Joined: Mon Jan 26, 2009 6:14 am
Posts: 3
Simple question first - with MySql were you using MyIsam or Innodb as its storage engine? MyIsam isn't transactional so there would be none of the concurrency overhead involved with Oracle.

The difference in jdbc.batch_size might be relevant depending on how many inserts your slow transactions are doing.

This variable defines how many records hibernate will attempt to insert at once when doing batch inserts. For example if you have a typical batch insert loop like the one below, hibernate will flush a batch of INSERT statements to the database every batch_size iterations. So in your oracle configuration you might be getting slower performance because you're sending 30/5 = 6 times as many batches than you were for MySQL which could give a performance hit if you're saving 1000s of records.

Code:
List<MyEntity> entitiesToSave = ...

int count;
for(MyEntity : entitiesToSave ) {
   session.save(lookup);
   count++
   if(count% hibernate_batch_size == 0) {
       session.flush();
   }
}


Also, with MySQL there is a special flag you can set in the jdbc driver: &rewriteBatchedStatements=true. If set then the driver converts each batch of INSERTs into a single high optimised mysql-specific bulk insert statement before sending the sql to the database.

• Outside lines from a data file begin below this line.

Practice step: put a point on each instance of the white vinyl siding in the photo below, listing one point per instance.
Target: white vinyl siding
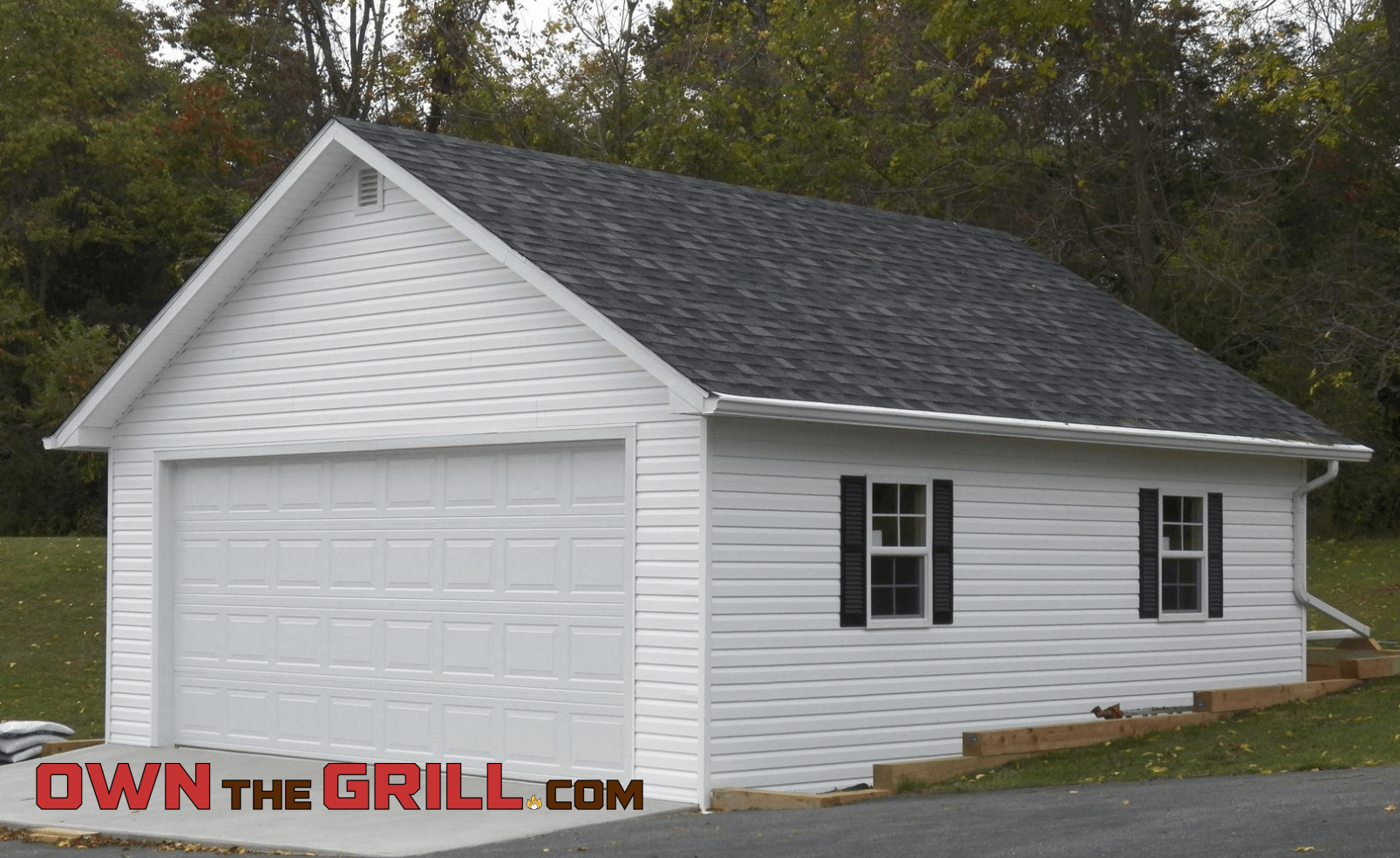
(1046, 598)
(383, 330)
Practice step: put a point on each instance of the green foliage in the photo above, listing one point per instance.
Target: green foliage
(53, 599)
(1358, 575)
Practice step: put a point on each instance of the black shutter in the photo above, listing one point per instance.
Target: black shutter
(1148, 535)
(1215, 553)
(853, 550)
(941, 529)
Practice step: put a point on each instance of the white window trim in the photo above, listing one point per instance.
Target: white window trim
(926, 588)
(1201, 612)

I.e. instead of sending a batch of individual inserts like:
Code:
INSERT INTO myTable (a,b,c) VALUES (1,2,3); INSERT INTO myTable (a,b,c) VALUES (3,4,5); INSERT INTO myTable (a,b,c) VALUES (6,7,8);...


it will send a single bulk insert statement:
Code:
INSERT INTO myTable (a,b,c) VALUES (1,2,3), (4,5,6), (7,8,9) ...


For very large numbers of inserts this can make a big difference . I'm not sure if there are similar features available for the oracle jdbc driver (?).

(NB. if the entities you are inserting having auto-generated ids then the above probably doesn't apply - hibernate can't batch the inserts since there are problems obtaining the generated ids from batch inserts.)

...or something completely different could be happening :-/ It's very difficult to say without more information about your particular transactions/enties - could you give a bit more details/code examples of the slow operations?